On Sun, 4 May 2025 08:36:23 +0200 Max Kellermann <max.kellermann@xxxxxxxxx> wrote:

> On Sun, May 4, 2025 at 4:47 AM Andrew Morton <akpm@xxxxxxxxxxxxxxxxxxxx> wrote:
> > Documenation/, please?
>
> Do you mean Documentation/ABI/testing/ ? (like
> Documentation/ABI/testing/sysfs-kernel-oops_count)
> I'll add that; I was confused by the directory name "testing" and
> didn't expect to find actual documentation there.

I find it helpful to grep around for similar things:

hp2:/usr/src/25> egrep -rl "hung_task_detect_count|warn_count|oops_count" Documentation
Documentation/ABI/testing/sysfs-kernel-warn_count
Documentation/ABI/testing/sysfs-kernel-oops_count
Documentation/admin-guide/sysctl/kernel.rst

I'm not sure that we've been very complete/consistent in these things.
If you have time, please check that we've covered these things
appropriately.


> > > Having this is useful for monitoring tools.
> >
> > Useful how? Use cases? Examples?
>
> To detect whether the machine is healthy. If the kernel has
> experienced a soft lockup, it's probably due to a kernel bug, and I'd
> like to detect that quickly and easily. There is currently no way to
> detect that, other than parsing dmesg. Or observing indirect effects:
> such as certain tasks not responding, but then I need to observe all
> tasks. I'd rather be able to detect the primary cause easily - just
> like some people decided that they want to observe an oops and a
> warning counter.
>
> We always run the latest stable kernel on our production servers, and
> this has brought great sorrow for the last year (I think the big netfs
> drama began in 6.9 or so when the pgpriv2 refactoring began). There
> have been numerous netfs/NFS/Ceph regressions, we had just as many
> production outages, and the maintainers wouldn't respond to my bug
> reports, so I had to figure it all out myself.
> The latest regression that quickly took down our servers was a
> "stable" backport of a performance optimization for epoll in 6.14.4,
> leading to soft lockups in ep_poll(), see
> https://lore.kernel.org/lkml/20250429185827.3564438-1-max.kellermann@xxxxxxxxx/
> - but we observed it only after everything had already fallen apart.
> Since our main process has switched from epoll to io_uring, only
> second-order processes were falling apart. Had we had a soft lockup
> counter, we could have noticed it earlier.

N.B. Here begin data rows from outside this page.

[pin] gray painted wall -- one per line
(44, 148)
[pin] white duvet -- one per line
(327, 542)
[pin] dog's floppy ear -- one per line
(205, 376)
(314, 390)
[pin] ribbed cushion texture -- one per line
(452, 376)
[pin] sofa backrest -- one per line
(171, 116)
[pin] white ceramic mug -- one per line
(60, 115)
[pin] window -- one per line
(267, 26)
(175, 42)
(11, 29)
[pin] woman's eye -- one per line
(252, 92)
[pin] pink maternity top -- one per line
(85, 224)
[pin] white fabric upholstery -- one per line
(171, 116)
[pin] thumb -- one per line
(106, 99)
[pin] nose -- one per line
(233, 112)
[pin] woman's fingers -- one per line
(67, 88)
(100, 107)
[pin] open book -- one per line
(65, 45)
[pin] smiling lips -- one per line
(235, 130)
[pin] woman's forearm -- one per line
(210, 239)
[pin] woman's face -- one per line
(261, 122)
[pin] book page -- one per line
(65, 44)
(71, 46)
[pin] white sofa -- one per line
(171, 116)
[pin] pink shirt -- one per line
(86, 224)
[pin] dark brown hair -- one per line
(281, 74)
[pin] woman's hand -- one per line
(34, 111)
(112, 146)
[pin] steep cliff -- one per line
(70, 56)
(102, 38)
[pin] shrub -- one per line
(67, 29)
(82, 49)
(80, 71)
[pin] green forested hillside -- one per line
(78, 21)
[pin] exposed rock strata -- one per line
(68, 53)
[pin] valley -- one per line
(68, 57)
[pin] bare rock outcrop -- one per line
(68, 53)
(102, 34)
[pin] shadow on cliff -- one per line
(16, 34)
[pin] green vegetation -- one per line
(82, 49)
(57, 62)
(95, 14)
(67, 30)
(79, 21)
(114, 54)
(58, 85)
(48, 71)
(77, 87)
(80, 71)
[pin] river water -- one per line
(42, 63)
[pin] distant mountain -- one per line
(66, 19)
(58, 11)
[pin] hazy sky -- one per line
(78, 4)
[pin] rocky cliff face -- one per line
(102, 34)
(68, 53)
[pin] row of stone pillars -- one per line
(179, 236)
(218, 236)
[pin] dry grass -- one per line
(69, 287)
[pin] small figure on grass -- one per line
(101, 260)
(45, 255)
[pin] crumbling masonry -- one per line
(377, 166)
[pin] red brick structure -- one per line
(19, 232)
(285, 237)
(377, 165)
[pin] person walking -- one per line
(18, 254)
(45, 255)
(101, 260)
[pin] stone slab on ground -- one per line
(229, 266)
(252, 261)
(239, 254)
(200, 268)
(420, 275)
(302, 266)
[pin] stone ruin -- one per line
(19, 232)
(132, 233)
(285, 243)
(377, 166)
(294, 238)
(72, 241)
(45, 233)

That's all great stuff, thanks. Please include it in the [0/N]?

> > A proposal to permanently extend Linux's userspace API requires better
> > justification than an unsubstantiated assertion, surely?
>
> The commits that added warn_count/oops_count literally only said "is a
> fairly interesting signal". See commits 9db89b411170 ("exit: Expose
> "oops_count" to sysfs") and 8b05aa263361 ("panic: Expose "warn_count"
> to sysfs"). That's quite an unsubstantiated assertion, too, isn't it?
>
> I agree with you, but I thought the point for a soft lockup counter
> was trivial enough to see, and I didn't think you needed more
> justification than the other counters.

um, well, Kees, sorry, that wasn't a world class effort.